Anabelle Colaco
21 Dec 2025, 06:42 GMT+10
SHANGHAI/NEW YORK CITY: Even as trade tensions simmer and U.S. tariffs remain steep, a growing number of Chinese consumer brands are planting flags across American malls and shopping streets, betting that more substantial margins abroad can offset a slowdown at home.
Throughout 2025, companies ranging from Labubu-toy maker Pop Mart, trinket retailer Miniso, and sportswear giant Anta to fast fashion label Urban Revivo have announced new U.S. stores or expansion plans. The push comes despite political rhetoric around economic decoupling and follows a period of sluggish domestic consumption that has weighed on China's consumer sector.
The trend began to emerge in 2023, after the COVID-19 pandemic, when Chinese brands first looked to Southeast Asia for growth. It accelerated this year as companies sought access to the world's richest consumer market, even as higher tariffs added costs.
Urban Revivo, often dubbed "China's Zara," opened its New York flagship store in March, treating the fashion capital as a proving ground for wider Western expansion. Its parent, Fashion Momentum Group, saw sales approach US$1 billion last year.
"We're only in the early stage of entering this market," chairman and CEO Leo Li told Reuters. "We need to continuously expand our scale and be profitable to be considered truly successful."
Li said Urban Revivo's prospects in the West would depend on strategy, product, and brand value, while playing down heightened U.S.–China trade tensions following U.S. President Donald Trump's return to office.
A review of company filings and social media posts shows that Urban Revivo, along with Auntea Jenny, Chagee, Luckin Coffee, and Mixue, opened their first U.S. stores in 2025. Anta plans to open a store in Beverly Hills, while Miniso, which marked its 100th store in the U.S. in 2023, had expanded to 421 North American outlets by September.
Pop Mart, which entered the U.S. in 2023, operated 41 stores there by mid-2025 and has signalled rapid expansion. "The U.S. market is enormous, with strong purchasing power," CEO Wang Ning said after the company reported half-year results showing North America revenue growth of more than 1,000 percent.
Analysts say these companies are already proven winners in China's intensely competitive consumer market. Success in the U.S. could deliver far richer margins.
"A lot of these Chinese companies are saying: 'We grew up in China with tremendous competition, enormous pressure, and if we could do the same thing in America as we did in China, we would make four times the money'," said Gabor Holch, founder of consultancy East-West Leadership.
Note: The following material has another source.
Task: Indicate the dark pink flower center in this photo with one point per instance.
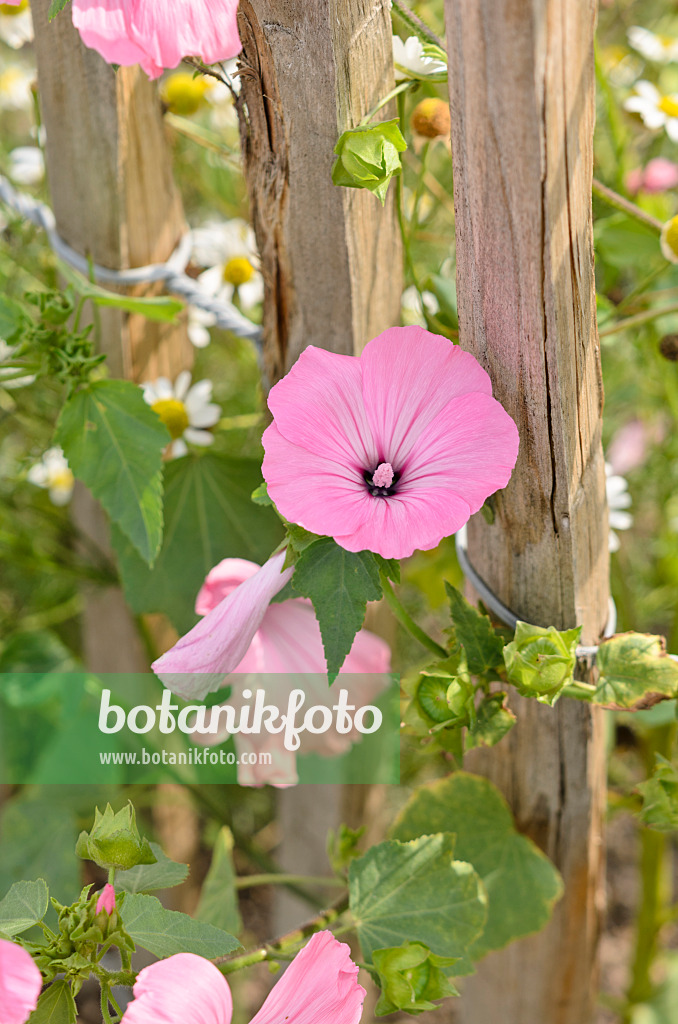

Younger, cost-conscious Western shoppers, many of whom are already buying from platforms like Shein and Temu, are likely targets, analysts said. "Chinese brands today are positioning themselves as more affordable alternatives while building reliability," said Morningstar analyst Ivan Su. "Have you tried a pair of Chinese running shoes? They're good."
Anta, China's largest sportswear brand by market share, could attract global consumers with lower prices, said Andreas Döring of Union Investment, an Anta shareholder.
Still, brand recognition remains a hurdle. Anta's Beverly Hills store and its sponsorship of U.S. basketball stars such as Kyrie Irving are aimed at boosting awareness, said Sagar Thanki of Guinness Global Investors. "It's about building trust in a new market rather than going completely gung-ho," he said.
For some shoppers, value may be enough. "Zara has a more sophisticated shopper," said Trina Jackson, visiting Urban Revivo's New York store last week. "For the price," she added, "the quality is better here."